🤖 AI Summary
Current benchmarks struggle to independently evaluate agents’ ability to select actions based solely on egocentric perspectives in multi-agent scenarios. This work introduces a new capability—Ego-centric Action Selection (EAS)—and presents EgoGapBench, a diagnostic benchmark designed to isolate first-person visual inputs from confounding influences of others’ behaviors, thereby specifically assessing an agent’s capacity to make reasonable action decisions using only its own viewpoint. Experimental results show that humans perform robustly on this benchmark, whereas both open- and closed-source multimodal large language models exhibit substantially lower accuracy and frequently misattribute actions to themselves that are actually performed by others. Fine-tuning exclusively on EgoGapBench yields modest performance gains but remains far below human-level competence, revealing a systematic deficiency in current models’ EAS capabilities.
📝 Abstract
Existing egocentric benchmarks have primarily constructed the egocentric setting from first-person-view data, which makes it difficult to evaluate egocentric perspective itself in isolation. However, understanding first-person-view input and taking an egocentric perspective are separable abilities, especially when first-person body cues are absent or when other agents are present. To isolate egocentric perspective understanding, we introduce EgoGapBench, a diagnostic benchmark for measuring action selection in multi-agent egocentric scenes.
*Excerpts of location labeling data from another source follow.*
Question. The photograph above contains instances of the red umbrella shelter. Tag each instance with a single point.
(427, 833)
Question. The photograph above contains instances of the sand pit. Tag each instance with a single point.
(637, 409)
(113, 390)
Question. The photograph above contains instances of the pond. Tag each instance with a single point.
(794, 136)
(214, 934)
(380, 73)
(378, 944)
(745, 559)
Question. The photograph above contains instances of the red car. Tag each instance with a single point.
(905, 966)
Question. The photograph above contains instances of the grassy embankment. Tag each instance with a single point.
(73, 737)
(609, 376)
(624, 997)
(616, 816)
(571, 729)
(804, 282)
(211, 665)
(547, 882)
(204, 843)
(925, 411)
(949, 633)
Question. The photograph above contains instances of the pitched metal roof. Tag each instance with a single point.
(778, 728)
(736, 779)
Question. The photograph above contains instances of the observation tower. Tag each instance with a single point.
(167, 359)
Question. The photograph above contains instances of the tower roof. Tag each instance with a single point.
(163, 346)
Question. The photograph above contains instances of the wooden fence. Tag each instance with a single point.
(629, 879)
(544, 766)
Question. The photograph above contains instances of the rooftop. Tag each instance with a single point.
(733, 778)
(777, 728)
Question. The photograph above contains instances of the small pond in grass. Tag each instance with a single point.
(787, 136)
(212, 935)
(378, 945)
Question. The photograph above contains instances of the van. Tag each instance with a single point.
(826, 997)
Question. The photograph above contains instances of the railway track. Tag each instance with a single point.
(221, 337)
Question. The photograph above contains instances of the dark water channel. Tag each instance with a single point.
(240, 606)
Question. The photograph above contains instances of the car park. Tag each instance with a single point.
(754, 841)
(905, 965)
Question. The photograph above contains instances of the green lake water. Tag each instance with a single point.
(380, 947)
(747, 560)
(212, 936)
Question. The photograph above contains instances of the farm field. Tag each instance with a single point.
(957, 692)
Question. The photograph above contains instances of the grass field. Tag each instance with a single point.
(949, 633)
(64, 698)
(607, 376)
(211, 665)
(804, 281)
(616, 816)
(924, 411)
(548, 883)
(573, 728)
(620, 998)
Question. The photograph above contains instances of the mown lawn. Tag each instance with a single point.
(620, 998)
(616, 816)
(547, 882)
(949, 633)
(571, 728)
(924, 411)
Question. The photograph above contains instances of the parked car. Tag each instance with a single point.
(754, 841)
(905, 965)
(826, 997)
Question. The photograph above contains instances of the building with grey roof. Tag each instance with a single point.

We define the ability measured by this benchmark as Egocentric Action Selection (EAS): selecting an appropriate action from the agent's perspective in the presence of other agents. On EgoGapBench, humans answer reliably, whereas both open-source and proprietary MLLMs perform substantially worse and systematically select actions performed by other visible agents. Fine-tuning on existing egocentric data fails to close this gap and can even be detrimental. In contrast, fine-tuning on EgoGapBench training data improves accuracy but does not reach human performance. These results show that EAS is difficult to acquire from first-person-view data alone, and that MLLMs should be evaluated and trained not only for scene understanding but also for egocentric action selection.